According to a survey by McKinsey & Co and Nasscom, 52 per cent of companies with captives in India intend to increase their offshore penetration by 15-30 per cent over the next two to three years.
This is also evident in the growth of captive units and their contribution to India exports. GICs revenues across categories -- engineering research and development, business process outsourcing and IT -- have grown from $3 billion in 2003 to $13.9 billion in 2011-12, a compounded annual growth rate of 18 per cent. With 750 captives in India that employee 460,000 people, their contribution to export revenue is 21 per cent.
The GICs that began by doing back-office operations have moved a long way to become key players in the global design and growth of the company.
"GICs have matured over these years. They have built expertise, have developed leadership and credibility that are integrated with the parent company. Have access to the organisation's intellectual property and have goals that are aligned to the parent company. More important, the median age of GICs in India is eight to 10 years and they have moved from execution centre to expertise centre," said Nitin Seth, India country head of Fidelity Worldwide International and Nasscom GIC North Chair.
Take the case of Tesco Hindustan Service Centre. The importance of its 6,000- employee base can be gauged from the fact that the unit is not considered just another offshore unit but as the 'operations and technology centre for the UK's third largest retailer, Tesco.
The survey also notes captive centres are no more seen as just cost centres. "While GICs have increased focus on generating impact on business outcomes, cost still remains a dominant focus for onshore stakeholders.
Despite the maturity of India as an offshoring destination, it still offers significant long-term cost advantage," states Sangeeta Gupta, senior vice-president, Nasscom. Rather, it is predicted the cost arbitrage benefits that India provides will likely be sustained for at least 12-15 years.
According to an Everest Group analysis, even on a total cost of ownership basis, a GIC involved in IT-ADM work in a tier-I Indian city offers 55-70 per cent savings over its parent based in a tier-II US city. More, the impact of wage inflation is much lower than the actual increase.
Contrary to popular perception, wage inflation is not likely to wipe out GIC cost savings in the near term, given that net cost inflation experienced by GICs (six to eight per cent) is much lower than the numbers (12-15 per cent) commonly cited, said the Everest report.

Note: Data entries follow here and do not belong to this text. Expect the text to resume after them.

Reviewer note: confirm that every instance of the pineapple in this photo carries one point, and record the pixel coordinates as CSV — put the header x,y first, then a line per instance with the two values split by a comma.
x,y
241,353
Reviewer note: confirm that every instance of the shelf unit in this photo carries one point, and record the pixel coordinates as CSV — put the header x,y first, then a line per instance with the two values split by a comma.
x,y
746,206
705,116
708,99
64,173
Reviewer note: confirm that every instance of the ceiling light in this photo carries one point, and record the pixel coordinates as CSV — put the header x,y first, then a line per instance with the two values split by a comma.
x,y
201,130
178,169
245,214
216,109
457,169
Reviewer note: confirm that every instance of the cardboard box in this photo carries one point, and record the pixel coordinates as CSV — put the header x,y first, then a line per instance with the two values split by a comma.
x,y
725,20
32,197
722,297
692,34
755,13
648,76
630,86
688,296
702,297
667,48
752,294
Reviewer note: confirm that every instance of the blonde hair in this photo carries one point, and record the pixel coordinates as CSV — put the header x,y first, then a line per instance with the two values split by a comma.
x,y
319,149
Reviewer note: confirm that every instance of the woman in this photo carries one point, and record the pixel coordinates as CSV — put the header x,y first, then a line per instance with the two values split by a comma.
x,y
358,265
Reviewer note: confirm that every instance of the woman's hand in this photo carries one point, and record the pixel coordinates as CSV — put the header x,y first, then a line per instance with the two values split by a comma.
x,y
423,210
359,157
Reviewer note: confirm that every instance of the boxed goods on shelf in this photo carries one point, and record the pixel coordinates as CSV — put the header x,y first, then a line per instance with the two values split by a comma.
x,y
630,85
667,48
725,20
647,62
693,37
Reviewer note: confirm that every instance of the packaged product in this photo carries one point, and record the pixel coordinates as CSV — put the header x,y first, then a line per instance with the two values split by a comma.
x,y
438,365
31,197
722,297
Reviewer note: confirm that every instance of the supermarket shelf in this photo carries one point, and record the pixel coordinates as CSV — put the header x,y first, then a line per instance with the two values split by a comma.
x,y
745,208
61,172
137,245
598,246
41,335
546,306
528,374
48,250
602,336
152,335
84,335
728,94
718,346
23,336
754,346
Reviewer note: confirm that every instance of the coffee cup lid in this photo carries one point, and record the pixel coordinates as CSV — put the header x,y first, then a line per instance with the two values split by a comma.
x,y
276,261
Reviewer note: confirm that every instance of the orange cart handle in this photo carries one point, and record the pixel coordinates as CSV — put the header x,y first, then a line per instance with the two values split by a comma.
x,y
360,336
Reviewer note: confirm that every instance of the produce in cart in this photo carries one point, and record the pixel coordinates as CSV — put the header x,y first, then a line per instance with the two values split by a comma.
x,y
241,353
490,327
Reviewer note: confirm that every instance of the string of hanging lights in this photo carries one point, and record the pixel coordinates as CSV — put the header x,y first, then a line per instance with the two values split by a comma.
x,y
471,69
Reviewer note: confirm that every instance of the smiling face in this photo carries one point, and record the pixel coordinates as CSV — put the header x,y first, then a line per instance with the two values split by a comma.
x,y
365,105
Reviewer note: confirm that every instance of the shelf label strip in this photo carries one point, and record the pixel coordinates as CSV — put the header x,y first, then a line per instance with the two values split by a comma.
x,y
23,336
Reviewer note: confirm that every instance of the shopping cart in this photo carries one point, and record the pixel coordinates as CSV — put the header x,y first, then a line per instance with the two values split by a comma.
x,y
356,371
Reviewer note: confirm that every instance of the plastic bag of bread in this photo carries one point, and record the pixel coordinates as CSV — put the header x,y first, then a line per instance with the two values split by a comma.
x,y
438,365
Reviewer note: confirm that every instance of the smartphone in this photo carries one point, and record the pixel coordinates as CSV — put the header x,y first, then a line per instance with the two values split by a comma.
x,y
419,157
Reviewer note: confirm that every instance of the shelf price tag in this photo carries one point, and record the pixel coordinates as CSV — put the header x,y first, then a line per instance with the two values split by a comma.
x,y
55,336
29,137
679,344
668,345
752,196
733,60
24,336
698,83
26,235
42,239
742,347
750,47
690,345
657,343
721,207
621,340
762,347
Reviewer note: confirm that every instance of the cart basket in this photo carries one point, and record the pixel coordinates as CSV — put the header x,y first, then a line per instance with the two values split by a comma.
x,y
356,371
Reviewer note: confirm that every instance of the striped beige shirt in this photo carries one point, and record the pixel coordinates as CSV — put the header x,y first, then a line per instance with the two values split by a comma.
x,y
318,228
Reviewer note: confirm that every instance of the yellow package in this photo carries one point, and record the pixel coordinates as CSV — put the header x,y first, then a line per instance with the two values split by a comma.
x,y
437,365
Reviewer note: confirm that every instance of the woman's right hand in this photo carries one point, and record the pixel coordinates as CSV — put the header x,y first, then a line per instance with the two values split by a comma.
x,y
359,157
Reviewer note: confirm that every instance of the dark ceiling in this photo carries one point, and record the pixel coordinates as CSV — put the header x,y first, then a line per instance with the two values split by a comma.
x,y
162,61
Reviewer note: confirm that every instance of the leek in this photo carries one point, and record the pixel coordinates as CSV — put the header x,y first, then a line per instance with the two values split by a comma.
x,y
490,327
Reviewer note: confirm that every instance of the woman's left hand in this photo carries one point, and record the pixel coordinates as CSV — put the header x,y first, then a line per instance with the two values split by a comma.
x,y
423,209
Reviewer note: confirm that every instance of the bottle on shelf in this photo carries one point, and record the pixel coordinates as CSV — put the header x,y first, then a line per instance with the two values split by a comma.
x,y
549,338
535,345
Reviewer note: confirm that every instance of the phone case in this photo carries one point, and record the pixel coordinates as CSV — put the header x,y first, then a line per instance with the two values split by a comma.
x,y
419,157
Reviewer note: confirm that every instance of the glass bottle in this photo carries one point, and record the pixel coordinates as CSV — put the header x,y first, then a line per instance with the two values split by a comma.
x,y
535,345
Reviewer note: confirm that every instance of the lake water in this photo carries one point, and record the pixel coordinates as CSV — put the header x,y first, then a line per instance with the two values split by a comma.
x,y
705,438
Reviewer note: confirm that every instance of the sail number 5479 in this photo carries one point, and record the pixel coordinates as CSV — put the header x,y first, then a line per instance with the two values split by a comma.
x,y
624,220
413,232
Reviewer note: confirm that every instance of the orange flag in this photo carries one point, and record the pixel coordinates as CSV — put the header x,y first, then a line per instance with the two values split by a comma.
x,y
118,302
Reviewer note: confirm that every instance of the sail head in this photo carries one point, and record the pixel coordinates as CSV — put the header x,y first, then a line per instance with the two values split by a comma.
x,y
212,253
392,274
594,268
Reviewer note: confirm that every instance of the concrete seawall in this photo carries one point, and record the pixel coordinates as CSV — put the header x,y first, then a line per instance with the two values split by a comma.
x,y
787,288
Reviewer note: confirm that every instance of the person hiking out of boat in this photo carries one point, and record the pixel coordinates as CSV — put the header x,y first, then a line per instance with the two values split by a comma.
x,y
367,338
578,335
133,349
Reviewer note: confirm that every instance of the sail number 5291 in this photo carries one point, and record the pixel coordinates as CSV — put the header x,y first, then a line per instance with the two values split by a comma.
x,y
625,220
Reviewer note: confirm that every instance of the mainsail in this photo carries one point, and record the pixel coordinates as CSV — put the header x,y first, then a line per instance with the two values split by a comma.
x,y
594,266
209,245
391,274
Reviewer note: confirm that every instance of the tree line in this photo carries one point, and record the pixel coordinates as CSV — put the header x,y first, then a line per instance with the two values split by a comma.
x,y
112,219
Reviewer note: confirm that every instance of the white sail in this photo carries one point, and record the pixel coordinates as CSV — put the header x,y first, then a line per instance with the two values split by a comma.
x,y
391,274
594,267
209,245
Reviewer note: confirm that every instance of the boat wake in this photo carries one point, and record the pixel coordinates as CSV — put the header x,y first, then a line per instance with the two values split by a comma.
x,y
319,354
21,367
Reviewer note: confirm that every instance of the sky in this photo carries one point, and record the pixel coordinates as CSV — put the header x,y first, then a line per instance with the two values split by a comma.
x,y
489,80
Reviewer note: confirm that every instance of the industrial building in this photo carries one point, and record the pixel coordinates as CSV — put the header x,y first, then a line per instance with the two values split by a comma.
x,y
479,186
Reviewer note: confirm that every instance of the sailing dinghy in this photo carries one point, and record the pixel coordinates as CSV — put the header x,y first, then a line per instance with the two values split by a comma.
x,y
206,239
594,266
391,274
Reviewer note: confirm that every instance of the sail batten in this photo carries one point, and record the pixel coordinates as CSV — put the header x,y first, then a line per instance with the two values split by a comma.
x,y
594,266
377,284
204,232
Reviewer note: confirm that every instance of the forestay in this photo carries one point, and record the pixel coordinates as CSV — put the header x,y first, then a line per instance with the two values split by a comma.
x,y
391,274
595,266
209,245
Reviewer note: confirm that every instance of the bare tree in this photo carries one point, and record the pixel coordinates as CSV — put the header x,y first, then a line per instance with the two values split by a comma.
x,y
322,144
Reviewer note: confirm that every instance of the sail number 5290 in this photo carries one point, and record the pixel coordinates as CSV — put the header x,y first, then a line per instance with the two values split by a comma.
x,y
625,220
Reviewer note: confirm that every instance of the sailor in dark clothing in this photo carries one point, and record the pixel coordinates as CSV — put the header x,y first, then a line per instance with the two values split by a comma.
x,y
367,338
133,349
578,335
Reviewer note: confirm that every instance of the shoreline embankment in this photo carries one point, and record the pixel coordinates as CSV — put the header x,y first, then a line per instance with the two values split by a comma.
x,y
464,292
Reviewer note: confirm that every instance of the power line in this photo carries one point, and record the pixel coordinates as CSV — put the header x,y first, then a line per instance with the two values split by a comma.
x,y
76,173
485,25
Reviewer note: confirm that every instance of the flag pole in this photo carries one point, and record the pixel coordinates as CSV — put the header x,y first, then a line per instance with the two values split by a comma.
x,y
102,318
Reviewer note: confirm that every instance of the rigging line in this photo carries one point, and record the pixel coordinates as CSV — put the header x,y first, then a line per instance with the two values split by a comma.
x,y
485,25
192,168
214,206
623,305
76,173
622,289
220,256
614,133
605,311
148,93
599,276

"The pyramid adjusted wage inflation is lower than the numbers for junior level roles that are often reported. Also, actual inflation in salary bands is much lower than individual changes, given promotions," it says.
No mere back office
The industry is witnessing a fundamental shift in operating structure. GICs or captive centres are increasingly handling complex work models and increasing their footprint.
Captive centres have moved away from being just India-centric units. Many of these have started to have centres in other regions as well, reflecting the aspiration of the company. Take the case of Fidelity Worldwide International's captive unit in India.

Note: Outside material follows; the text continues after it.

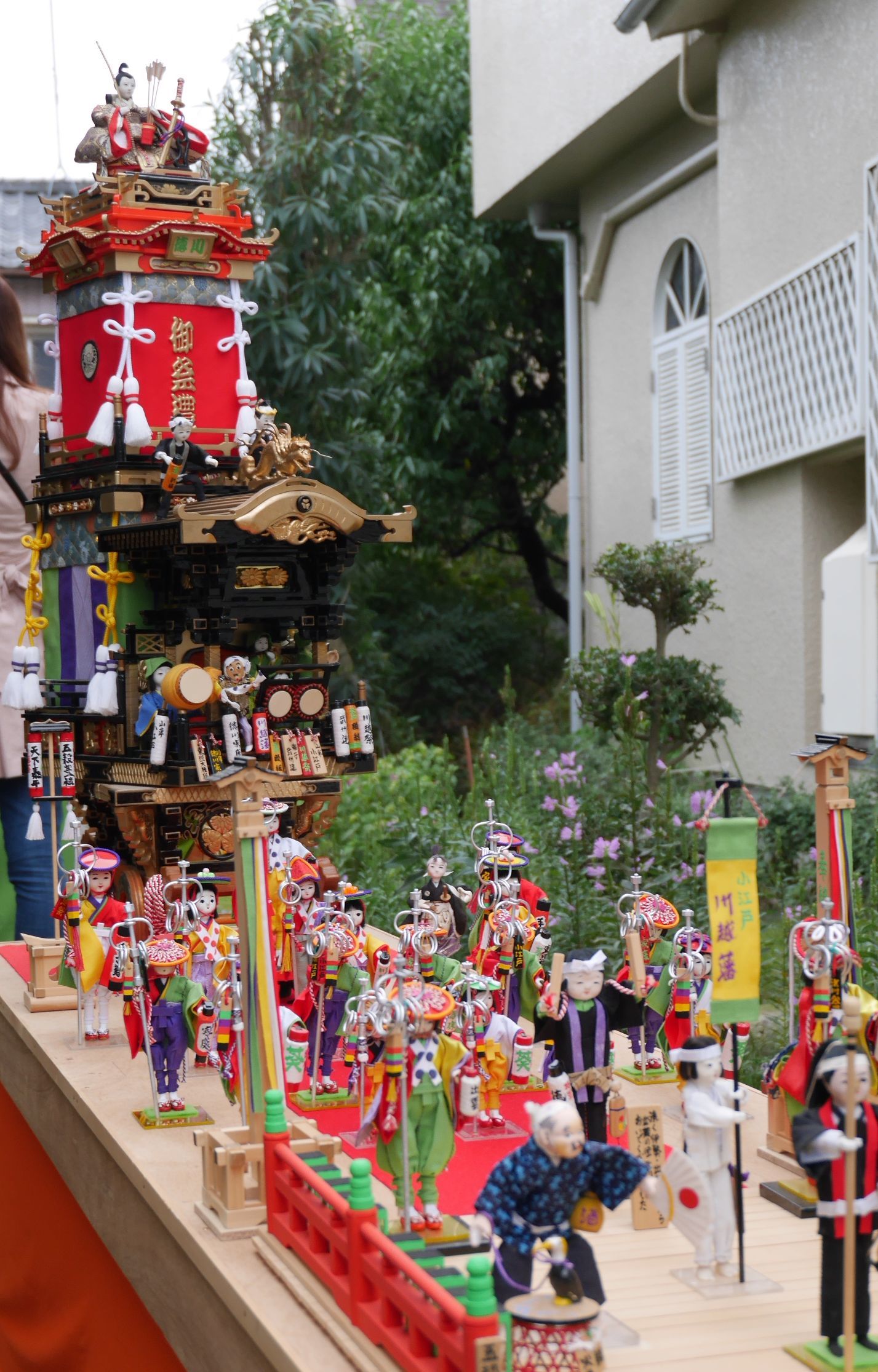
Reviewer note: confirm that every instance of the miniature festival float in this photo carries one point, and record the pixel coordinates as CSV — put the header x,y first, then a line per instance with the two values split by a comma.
x,y
186,556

Almost a third of its global workforce is based here. The unit has been in India for close to 10 years and had technology as its core function. It now also has centres in China and Africa, and India is playing a key role in developing these regions.
"We have a huge presence in Dalian, China. This is mainly to cater to our Japanese and Korean clients. The centre has local language capability that we can never develop in India. Similarly, our centre in Africa gives us the capability to cater to some of the European clients," said Seth.

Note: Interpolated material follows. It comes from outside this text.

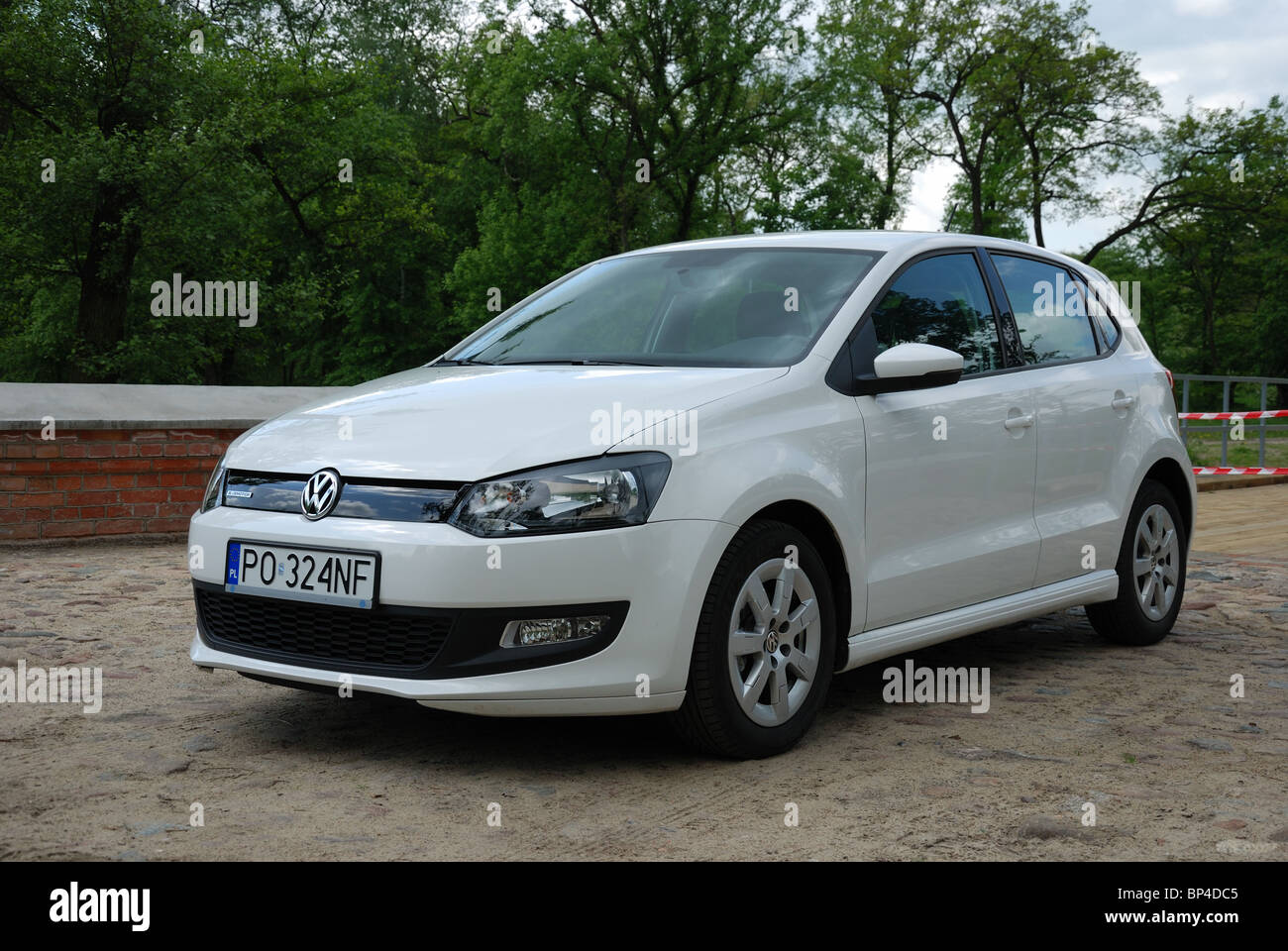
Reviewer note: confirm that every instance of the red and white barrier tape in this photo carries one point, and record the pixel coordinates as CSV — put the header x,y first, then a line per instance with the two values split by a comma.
x,y
1260,414
1223,471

According to the McKinsey survey, 33 per cent of the respondent base had presence in just one to two countries in 2008. This had gone up to 57 per cent by 2011.
Also many of these captives are now being used to cater to the company's foray into emerging markets, one of the fastest growing in terms of business. In the case of Fidelity, over the past two to three years, the India centre has focused on developing research and analytical capabilities.
"Internationally, we are going big on retail. We are gearing up our sales and marketing team for it. To understand the culture better, we have set up a customer analytics unit in India," he said.
Seth, who'd earlier also headed McKinsey's captive knowledge centre in India, says as McKinsey started to gear its offering here, a lot of new services and innovation delivery started happening for emerging markets from India.
David Awcock, group head of technology, Standard Chartered, believes that while the bank set up its captive unit, Scope, in 2000 for internal use, increasingly it has been catering to the bank's requirement in the Indian market, too.